Nous continuons notre progression sur un sentier en balcon qui serpente sur les corniches. A un virage, nous découvrons, perchés sur un rocher, un couple de vautours.
Au hameau de Potensac, nous découvrons notre première buissière : ces allées de buis, véritables arches végétales, protégeaient jadis troupeaux et bergers.
Un peu plus loin, le clocher de Saint-Martin-du-Larzac apparait. J’avais lu que celui-ci devait, si l’extension du camp militaire avait été effectuée, servir de cible aux canons. Une magnifique buissière nous y conduit. Nous apprécions la fraicheur de l’édifice. Il y a là, posée sur une table, une petite librairie consacrée à la lutte.
En sortant du hameau, on découvre sur le mur de la Jasse (bergerie) une exposition de photos en noir et blanc. Sur un cliché, on reconnaît le jeune José Bové.

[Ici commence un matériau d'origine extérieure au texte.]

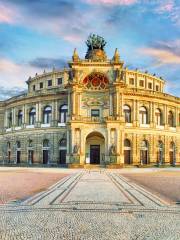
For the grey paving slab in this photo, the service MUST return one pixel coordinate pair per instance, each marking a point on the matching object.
(91, 205)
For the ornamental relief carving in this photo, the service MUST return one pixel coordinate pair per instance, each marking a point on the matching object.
(96, 81)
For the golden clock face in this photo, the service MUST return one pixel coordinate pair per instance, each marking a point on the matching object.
(96, 81)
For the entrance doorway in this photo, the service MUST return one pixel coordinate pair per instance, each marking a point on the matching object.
(18, 157)
(95, 148)
(127, 151)
(144, 149)
(45, 156)
(62, 151)
(95, 154)
(62, 156)
(30, 156)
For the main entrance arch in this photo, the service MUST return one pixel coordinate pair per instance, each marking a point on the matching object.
(95, 148)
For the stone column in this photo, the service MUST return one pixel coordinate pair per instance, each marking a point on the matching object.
(6, 119)
(40, 113)
(14, 117)
(137, 113)
(117, 103)
(69, 102)
(52, 113)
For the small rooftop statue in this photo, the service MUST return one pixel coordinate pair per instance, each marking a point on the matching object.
(95, 51)
(95, 42)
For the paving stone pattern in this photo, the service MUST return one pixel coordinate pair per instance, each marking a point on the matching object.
(91, 205)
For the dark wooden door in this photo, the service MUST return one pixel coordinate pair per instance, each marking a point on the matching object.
(45, 156)
(18, 156)
(144, 156)
(95, 154)
(127, 157)
(31, 156)
(62, 157)
(171, 157)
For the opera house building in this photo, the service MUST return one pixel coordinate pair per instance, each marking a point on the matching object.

Un peu plus loin, au détour du sentier, nous nous arrêtons à la ferme troglodytique des Baumes. Son auvent rocheux qui domine le hameau a été partiellement muré pour servir de résidence, sans doute dès le XVIe siècle.
Nous progressons ensuite au milieu des pins, des chênes et des buis pour rejoindre notre hébergement, une hutte dans l‘Eco-camping à Le Cun, un havre de paix où la végétation délimite des hébergements insolites.
JOUR 2
ETAPE 2 LE CUN DU LARZAC/ NANT
24 KM D+341M
Nous quittons notre hutte (confort !) au petit matin car la canicule que nous avons affronté la veille continue. La soirée a été merveilleuse avec, notamment la rencontre de Léon Mallié, une figure historique du Larzac. A plus de 80 ans, il est intarissable d’anecdotes. Pour notre première soirée sur le Larzac, nous découvrons l’accueil, la chaleur, la mémoire et l’art de vivre de ce territoire.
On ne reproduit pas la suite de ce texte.